Cisjordanie : objectif annexion

par Sébastien Lévi |  publié le 13/02/2026

Le 9 février, le gouvernement Netanyahou a renforcé la souveraineté israélienne en Cisjordanie en autorisant l’achat de terres sans restriction et en supprimant la distinction entre les zones prévues par les accords d’Oslo. Un pas de plus vers l’annexion.

Des préfabriqués d'un nouvel avant-poste israélien sont érigées près du village palestinien de Shuqba, en Cisjordanie occupée, près de la ville palestinienne de Ramallah.
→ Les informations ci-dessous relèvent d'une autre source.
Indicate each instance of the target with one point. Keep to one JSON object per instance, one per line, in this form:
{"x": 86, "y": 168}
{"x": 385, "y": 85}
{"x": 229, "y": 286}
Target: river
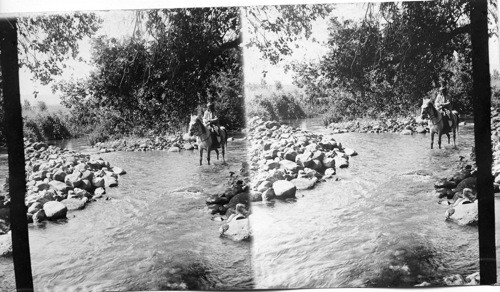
{"x": 151, "y": 234}
{"x": 379, "y": 226}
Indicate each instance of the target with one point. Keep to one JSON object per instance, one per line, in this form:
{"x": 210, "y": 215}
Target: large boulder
{"x": 241, "y": 198}
{"x": 284, "y": 189}
{"x": 55, "y": 210}
{"x": 110, "y": 181}
{"x": 74, "y": 179}
{"x": 268, "y": 195}
{"x": 98, "y": 182}
{"x": 464, "y": 213}
{"x": 74, "y": 204}
{"x": 289, "y": 165}
{"x": 119, "y": 170}
{"x": 5, "y": 244}
{"x": 237, "y": 229}
{"x": 59, "y": 175}
{"x": 304, "y": 183}
{"x": 469, "y": 183}
{"x": 304, "y": 159}
{"x": 341, "y": 162}
{"x": 264, "y": 186}
{"x": 444, "y": 183}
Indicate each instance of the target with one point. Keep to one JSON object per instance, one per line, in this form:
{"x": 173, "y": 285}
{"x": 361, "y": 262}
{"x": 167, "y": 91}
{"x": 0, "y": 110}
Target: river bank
{"x": 58, "y": 181}
{"x": 171, "y": 143}
{"x": 284, "y": 159}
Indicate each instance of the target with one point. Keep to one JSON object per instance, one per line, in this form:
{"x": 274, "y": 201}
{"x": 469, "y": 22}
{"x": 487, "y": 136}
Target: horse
{"x": 436, "y": 123}
{"x": 205, "y": 139}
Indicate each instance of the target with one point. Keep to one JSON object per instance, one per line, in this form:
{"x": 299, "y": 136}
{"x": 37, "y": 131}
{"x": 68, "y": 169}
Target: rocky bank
{"x": 173, "y": 143}
{"x": 404, "y": 126}
{"x": 57, "y": 181}
{"x": 283, "y": 159}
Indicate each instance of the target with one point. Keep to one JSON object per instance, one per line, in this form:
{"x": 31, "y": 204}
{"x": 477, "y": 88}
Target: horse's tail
{"x": 455, "y": 113}
{"x": 225, "y": 136}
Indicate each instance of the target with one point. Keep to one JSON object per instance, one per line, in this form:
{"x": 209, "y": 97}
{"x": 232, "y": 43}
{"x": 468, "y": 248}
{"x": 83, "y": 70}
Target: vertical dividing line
{"x": 15, "y": 148}
{"x": 483, "y": 146}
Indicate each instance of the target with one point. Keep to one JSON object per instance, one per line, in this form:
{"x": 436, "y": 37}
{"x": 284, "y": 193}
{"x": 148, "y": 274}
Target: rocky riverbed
{"x": 404, "y": 126}
{"x": 283, "y": 159}
{"x": 57, "y": 181}
{"x": 460, "y": 193}
{"x": 173, "y": 143}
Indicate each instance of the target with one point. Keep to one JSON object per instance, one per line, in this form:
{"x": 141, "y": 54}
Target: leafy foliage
{"x": 273, "y": 29}
{"x": 154, "y": 80}
{"x": 393, "y": 58}
{"x": 45, "y": 42}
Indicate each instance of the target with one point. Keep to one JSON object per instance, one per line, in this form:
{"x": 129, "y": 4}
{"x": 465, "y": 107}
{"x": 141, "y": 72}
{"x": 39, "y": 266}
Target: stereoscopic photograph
{"x": 247, "y": 147}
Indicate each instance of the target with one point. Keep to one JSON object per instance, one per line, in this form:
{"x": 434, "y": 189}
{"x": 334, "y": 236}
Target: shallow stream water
{"x": 153, "y": 234}
{"x": 379, "y": 225}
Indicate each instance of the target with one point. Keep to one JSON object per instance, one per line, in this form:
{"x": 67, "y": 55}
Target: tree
{"x": 396, "y": 54}
{"x": 175, "y": 61}
{"x": 274, "y": 29}
{"x": 45, "y": 42}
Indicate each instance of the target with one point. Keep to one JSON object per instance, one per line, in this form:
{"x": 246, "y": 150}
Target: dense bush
{"x": 277, "y": 106}
{"x": 44, "y": 126}
{"x": 153, "y": 83}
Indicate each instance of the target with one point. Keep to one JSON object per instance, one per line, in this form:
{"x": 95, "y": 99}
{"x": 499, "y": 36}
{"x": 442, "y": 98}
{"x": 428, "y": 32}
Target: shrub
{"x": 46, "y": 127}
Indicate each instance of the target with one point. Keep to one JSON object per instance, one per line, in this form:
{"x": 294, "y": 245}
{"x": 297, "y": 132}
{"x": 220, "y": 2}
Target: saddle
{"x": 447, "y": 121}
{"x": 216, "y": 136}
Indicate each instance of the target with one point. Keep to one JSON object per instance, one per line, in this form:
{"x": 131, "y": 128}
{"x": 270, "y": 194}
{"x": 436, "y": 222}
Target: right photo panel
{"x": 361, "y": 144}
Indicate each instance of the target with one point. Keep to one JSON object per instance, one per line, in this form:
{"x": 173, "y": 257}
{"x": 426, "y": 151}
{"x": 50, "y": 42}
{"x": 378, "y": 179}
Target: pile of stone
{"x": 456, "y": 280}
{"x": 495, "y": 139}
{"x": 58, "y": 180}
{"x": 233, "y": 208}
{"x": 284, "y": 159}
{"x": 460, "y": 193}
{"x": 404, "y": 126}
{"x": 157, "y": 143}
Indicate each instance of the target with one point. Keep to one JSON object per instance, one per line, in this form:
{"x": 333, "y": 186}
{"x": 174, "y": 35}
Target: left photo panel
{"x": 135, "y": 152}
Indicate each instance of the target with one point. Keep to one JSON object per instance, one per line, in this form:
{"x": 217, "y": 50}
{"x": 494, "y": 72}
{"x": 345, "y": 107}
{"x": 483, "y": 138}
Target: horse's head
{"x": 426, "y": 107}
{"x": 195, "y": 126}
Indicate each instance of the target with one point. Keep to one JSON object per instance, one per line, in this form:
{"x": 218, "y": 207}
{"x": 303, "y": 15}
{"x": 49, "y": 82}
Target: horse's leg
{"x": 454, "y": 138}
{"x": 223, "y": 148}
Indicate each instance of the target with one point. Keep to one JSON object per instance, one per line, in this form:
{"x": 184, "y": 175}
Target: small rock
{"x": 73, "y": 204}
{"x": 6, "y": 245}
{"x": 284, "y": 189}
{"x": 304, "y": 183}
{"x": 55, "y": 210}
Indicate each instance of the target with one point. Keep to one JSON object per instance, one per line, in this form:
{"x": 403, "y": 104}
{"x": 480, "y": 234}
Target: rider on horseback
{"x": 211, "y": 121}
{"x": 442, "y": 103}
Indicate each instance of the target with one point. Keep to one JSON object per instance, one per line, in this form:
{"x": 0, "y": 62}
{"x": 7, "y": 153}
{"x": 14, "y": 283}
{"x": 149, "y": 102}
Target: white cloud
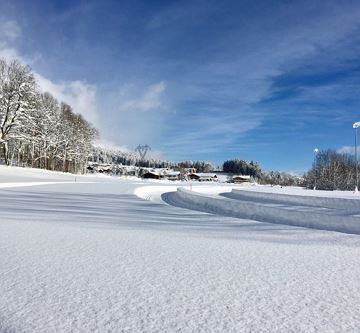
{"x": 347, "y": 150}
{"x": 9, "y": 30}
{"x": 149, "y": 100}
{"x": 80, "y": 95}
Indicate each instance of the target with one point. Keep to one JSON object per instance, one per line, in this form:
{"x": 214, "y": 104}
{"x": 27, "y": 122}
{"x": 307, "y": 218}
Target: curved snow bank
{"x": 309, "y": 217}
{"x": 10, "y": 185}
{"x": 153, "y": 193}
{"x": 351, "y": 205}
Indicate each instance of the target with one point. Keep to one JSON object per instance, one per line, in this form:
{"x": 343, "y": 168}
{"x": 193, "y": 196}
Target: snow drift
{"x": 327, "y": 217}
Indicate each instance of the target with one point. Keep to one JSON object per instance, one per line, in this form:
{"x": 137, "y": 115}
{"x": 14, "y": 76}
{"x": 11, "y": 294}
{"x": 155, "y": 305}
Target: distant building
{"x": 152, "y": 175}
{"x": 203, "y": 177}
{"x": 240, "y": 179}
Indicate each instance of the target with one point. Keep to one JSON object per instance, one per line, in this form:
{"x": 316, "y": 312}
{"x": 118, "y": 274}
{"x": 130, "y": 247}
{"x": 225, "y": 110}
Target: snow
{"x": 323, "y": 213}
{"x": 94, "y": 256}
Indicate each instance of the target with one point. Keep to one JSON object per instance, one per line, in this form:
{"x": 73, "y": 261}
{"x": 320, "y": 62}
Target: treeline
{"x": 242, "y": 167}
{"x": 200, "y": 166}
{"x": 117, "y": 157}
{"x": 112, "y": 156}
{"x": 332, "y": 171}
{"x": 281, "y": 178}
{"x": 37, "y": 130}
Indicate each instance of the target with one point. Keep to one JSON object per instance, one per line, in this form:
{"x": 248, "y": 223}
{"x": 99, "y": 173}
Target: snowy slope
{"x": 94, "y": 257}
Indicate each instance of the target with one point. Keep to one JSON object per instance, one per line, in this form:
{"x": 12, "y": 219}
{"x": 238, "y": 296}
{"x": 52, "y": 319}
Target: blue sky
{"x": 256, "y": 80}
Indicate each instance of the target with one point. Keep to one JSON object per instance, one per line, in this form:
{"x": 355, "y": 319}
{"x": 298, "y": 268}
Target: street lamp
{"x": 316, "y": 150}
{"x": 355, "y": 126}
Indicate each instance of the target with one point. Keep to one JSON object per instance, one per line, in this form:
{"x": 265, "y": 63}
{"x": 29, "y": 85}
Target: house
{"x": 203, "y": 177}
{"x": 152, "y": 175}
{"x": 240, "y": 179}
{"x": 172, "y": 175}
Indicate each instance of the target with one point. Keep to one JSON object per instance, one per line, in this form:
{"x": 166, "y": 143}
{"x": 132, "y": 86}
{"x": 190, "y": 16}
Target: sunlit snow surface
{"x": 91, "y": 256}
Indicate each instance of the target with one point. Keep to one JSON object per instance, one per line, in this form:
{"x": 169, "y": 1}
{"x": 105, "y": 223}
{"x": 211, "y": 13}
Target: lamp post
{"x": 355, "y": 126}
{"x": 316, "y": 150}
Le cabinet de sécurité israélien a approuvé une série de mesures visant à renforcer le contrôle sur la Cisjordanie occupée, ouvrant la voie à une nouvelle expansion des colonies. (PHOTO ZAIN JAAFAR / AFP)

À bien des égards, la Judée-Samarie, le nom biblique de la Cisjordanie, devient une nouvelle région israélienne, comme la Galilée ou le Néguev, empêchant toute concession territoriale, et plus encore la création d’un État palestinien vivant aux côtés de l’État d’Israël. Certains membres éminents de la coalition au pouvoir l’affirment d’ailleurs ouvertement.

Il s’agit en effet d’une victoire claire pour l’extrême-droite israélienne, privée d’une annexion de jure mais bénéficiant d’une nouvelle avancée vers une annexion de facto. En réalité, cette approche lui convient davantage, car une annexion formelle provoquerait soit des sanctions majeures contre Israël, soit contraindrait le pays à des choix difficiles, notamment concernant le statut des Palestiniens. Le statu quo est donc susceptible de se poursuivre, avec des Palestiniens privés de la citoyenneté israélienne, tandis que les Israéliens pourront développer leur présence en Cisjordanie.

Un risque accru pour la démocratie israélienne

En apparence, Israël continue d’être une démocratie prospère (ce qu’il est à l’intérieur de la ligne verte), sans avoir à affronter les complexités juridiques et démographiques d’une annexion complète de la Cisjordanie, et les Israéliens modérés peuvent encore éviter de se confronter à cette question. Les condamnations internationales sont réelles, y compris à Washington, mais peu susceptibles de provoquer des conséquences majeures pour Israël.
En réalité, cette victoire de la droite en Israël représente un risque majeur pour l’État d’Israël et constitue une justification pour ses détracteurs acharnés, qui peuvent désormais affirmer que leurs accusations d’« apartheid israélien » reposent sur des faits. Avec l’effacement de la ligne verte qui sépare Israël des territoires palestiniens, l’État d’Israël ne peut plus présenter les membres israéliens de la Knesset comme une (véritable) preuve de la démocratie israélienne, parmi d’autres éléments. Si la Cisjordanie devenait une partie intégrante d’Israël, le statut non démocratique de cette région deviendrait en quelque sorte celui de l’ensemble de l’État d’Israël.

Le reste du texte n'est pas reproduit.